The study, published by the research group MDRC and part of a larger project financed by the Bill & Melinda Gates Foundation and other sources, explores the effects that grants tied to measures of enrollment, persistence and academic performance have on low-income students at two New York City community colleges. Unlike some of the other studies in the series, which provide students with extra student services and other enhancements as well as scholarships, the New York study provided grants alone (on top of the students' federal and state need-based grants) to students at Borough of Manhattan Community College and Hostos Community College, both in the City University of New York System.

Based on their enrollment and completion levels, study participants received grants of up to $1,300 for each of two semesters, and some received a similar-sized grant for a third (summer) semester. In each term, a student received $200 for registering for six or more credits, another $450 if still enrolled by the middle of the term, and $650 for achieving a grade of C or better (or the equivalent in developmental courses) in at least six credits. (The control group, of course, got no grants at all.)

The grants did appear to have some impact.

Students who received the performance-based grants were likelier than those who did not to enroll full time during the semesters they received the aid. And the students who received aid for the summer were more likely to enroll in that term, and earned more credits, than did those who did not receive grants for that term. 

But by and large the effects did not last. The study tracked students for a full additional year beyond the year in which they received the performance-based grants, and by the end of that period, the average grant recipient had neither earned any additional credits nor registered for more semesters. "This suggests that while the program was effective when students were eligible for scholarships, the effects on enrollment and credits earned dissipated after the program ended," the authors write. (The relatively small number of grant recipients at Hostos, a much smaller institution where the students are older and the program was housed in a student services division of the college, did accumulate more credits than their peers did, the authors note.)

Reshma Patel, project and data manager for the Performance-Based Scholarship Demonstration Project, suggested that the New York project might be showing the least results of the various sites in the larger study because of its "bare bones" nature, since participants received only grant funds and no other support. (Studies at other sites are testing the provision of advising and tutoring services, the power of longer terms and larger amounts of scholarships, etc.) While results for most of the other sites have not yet been published, she said, "we have had consistent findings across the sites, in terms of improvements in credit accumulation."

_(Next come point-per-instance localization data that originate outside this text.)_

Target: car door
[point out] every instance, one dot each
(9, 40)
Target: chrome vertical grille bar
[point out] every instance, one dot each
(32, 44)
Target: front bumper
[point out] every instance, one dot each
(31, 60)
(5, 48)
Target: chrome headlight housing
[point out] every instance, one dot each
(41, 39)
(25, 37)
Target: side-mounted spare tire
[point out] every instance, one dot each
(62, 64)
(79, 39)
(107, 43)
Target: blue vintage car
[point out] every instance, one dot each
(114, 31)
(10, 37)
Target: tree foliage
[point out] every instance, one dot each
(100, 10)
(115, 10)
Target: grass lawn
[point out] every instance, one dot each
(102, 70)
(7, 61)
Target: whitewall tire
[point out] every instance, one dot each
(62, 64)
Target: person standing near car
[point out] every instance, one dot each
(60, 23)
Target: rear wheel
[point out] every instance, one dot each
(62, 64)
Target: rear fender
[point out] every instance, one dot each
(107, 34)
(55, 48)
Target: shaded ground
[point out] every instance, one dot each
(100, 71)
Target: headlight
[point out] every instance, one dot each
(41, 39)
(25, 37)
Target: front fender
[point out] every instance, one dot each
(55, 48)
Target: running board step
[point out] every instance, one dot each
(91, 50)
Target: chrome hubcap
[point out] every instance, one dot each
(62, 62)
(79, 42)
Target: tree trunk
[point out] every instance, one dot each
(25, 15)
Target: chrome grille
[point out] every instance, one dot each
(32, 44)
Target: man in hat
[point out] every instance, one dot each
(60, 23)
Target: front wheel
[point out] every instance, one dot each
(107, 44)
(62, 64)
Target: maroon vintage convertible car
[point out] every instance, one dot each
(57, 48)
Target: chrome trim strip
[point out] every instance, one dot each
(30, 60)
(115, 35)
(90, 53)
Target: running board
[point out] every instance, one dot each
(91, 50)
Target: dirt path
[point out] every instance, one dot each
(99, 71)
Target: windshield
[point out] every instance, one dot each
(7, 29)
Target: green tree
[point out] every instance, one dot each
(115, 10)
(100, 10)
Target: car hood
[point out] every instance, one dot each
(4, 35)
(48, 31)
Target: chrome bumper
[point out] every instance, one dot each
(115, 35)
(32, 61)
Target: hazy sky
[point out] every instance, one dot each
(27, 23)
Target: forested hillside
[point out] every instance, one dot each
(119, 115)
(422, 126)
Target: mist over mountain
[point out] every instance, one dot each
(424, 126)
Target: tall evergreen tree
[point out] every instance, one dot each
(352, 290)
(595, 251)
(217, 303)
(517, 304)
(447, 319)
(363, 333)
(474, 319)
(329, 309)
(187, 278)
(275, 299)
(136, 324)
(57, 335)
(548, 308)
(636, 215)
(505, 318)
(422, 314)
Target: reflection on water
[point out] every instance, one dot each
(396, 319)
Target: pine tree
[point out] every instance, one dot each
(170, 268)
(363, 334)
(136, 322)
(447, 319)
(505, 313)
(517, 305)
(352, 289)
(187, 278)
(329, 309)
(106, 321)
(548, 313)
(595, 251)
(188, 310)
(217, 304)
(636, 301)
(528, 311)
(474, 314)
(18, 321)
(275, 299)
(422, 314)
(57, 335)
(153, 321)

Optimistic as Patel is that the studies, taken together, will ultimately show benefits of tying aid to performance in some fashion, she made clear that the project's intent is not to influence debate over how federal aid such as Pell Grants should be awarded. 

"These grants are going to an already Pell-eligible student population, but students with high levels of unmet need," Patel said. "These results don't speak to [possible changes in Pell Grants]. A lot of community foundations and other providers are looking for ways to make scholarship dollars that right now are not very purposeful a little more purposeful. This could be a viable solution to repurpose those dollars."